Historically, chloride concentrations in the 2,000-foot sand have been observed as lower than those of the 1,500-foot aquifer. Lovelace (2007) noted that saltwater intrusion was first observed in the 1960s, and by 2005-2006 had been recorded at 266 mg/L affecting an area that covers the Baton Rouge Fault to the Industrial District (a south-to-north distance of around three miles). The chloride concentrations are vertically stratified, and modeling predicts that levels are higher at greater depth in the aquifer. Modeling by Heywood (2015) indicated the presence of a broader saltwater wedge than in the 1,500-foot sand.

Saltwater Mitigation

CAGWCC has recently proposed that a scavenger well be installed in the 2,000-foot well, with USGS and LSU modeling predicting similar beneficial impacts as those predicted for the 1,500-foot scavenger well. This 2,000-foot well would be placed between the Baton Rouge Fault and the Industrial District.

Groundwater Usage Across the Capital Area Groundwater Conservation District

Beginning in 2018, there is a notable reduction in groundwater usage by industry within the District. This reduction is largely attributable to the partial shut down of the Georgia-Pacific facilities in East Baton Rouge Parish.

In the period 2018-2019, Georgia-Pacific reduced their usage by 6,277 Mgal, which represents 78% of the reduction in industrial use across the District.

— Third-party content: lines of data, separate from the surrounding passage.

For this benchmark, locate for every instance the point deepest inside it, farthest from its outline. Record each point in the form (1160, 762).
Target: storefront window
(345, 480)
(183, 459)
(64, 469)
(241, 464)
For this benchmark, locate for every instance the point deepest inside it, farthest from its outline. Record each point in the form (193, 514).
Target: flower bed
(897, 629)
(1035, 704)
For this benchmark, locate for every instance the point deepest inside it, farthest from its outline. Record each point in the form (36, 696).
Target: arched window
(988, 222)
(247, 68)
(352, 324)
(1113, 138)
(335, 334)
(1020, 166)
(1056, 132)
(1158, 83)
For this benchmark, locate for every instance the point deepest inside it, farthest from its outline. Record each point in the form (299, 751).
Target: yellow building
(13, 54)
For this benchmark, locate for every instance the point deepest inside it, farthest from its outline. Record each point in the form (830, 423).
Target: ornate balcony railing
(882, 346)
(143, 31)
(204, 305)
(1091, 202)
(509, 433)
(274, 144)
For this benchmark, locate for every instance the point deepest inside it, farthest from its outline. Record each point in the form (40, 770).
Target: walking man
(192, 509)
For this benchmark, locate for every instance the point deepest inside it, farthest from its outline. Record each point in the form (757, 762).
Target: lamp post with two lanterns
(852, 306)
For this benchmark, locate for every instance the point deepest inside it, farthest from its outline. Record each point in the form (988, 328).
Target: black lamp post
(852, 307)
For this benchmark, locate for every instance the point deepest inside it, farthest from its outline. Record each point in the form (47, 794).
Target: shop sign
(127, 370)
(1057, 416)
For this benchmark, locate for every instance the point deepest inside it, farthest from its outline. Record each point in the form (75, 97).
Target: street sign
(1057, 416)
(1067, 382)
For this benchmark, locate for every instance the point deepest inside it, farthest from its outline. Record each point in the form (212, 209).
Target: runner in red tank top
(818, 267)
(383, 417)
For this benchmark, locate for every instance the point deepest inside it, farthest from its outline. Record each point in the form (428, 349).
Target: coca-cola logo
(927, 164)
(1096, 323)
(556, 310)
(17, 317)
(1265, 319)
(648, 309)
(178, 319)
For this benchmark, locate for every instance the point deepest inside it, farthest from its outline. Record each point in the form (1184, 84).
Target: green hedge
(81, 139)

In 2019-2020, Georgia-Pacific reported a further reduction in usage of 3,782 Mgal, which was 97% of the total reduction in industrial use across the District.

In light of this change in withdrawals for industrial supply in East Baton Rouge, the Parish's overall groundwater usage has reduced, and the proportion of withdrawals by user type is currently similar to those seen across the rest of the District.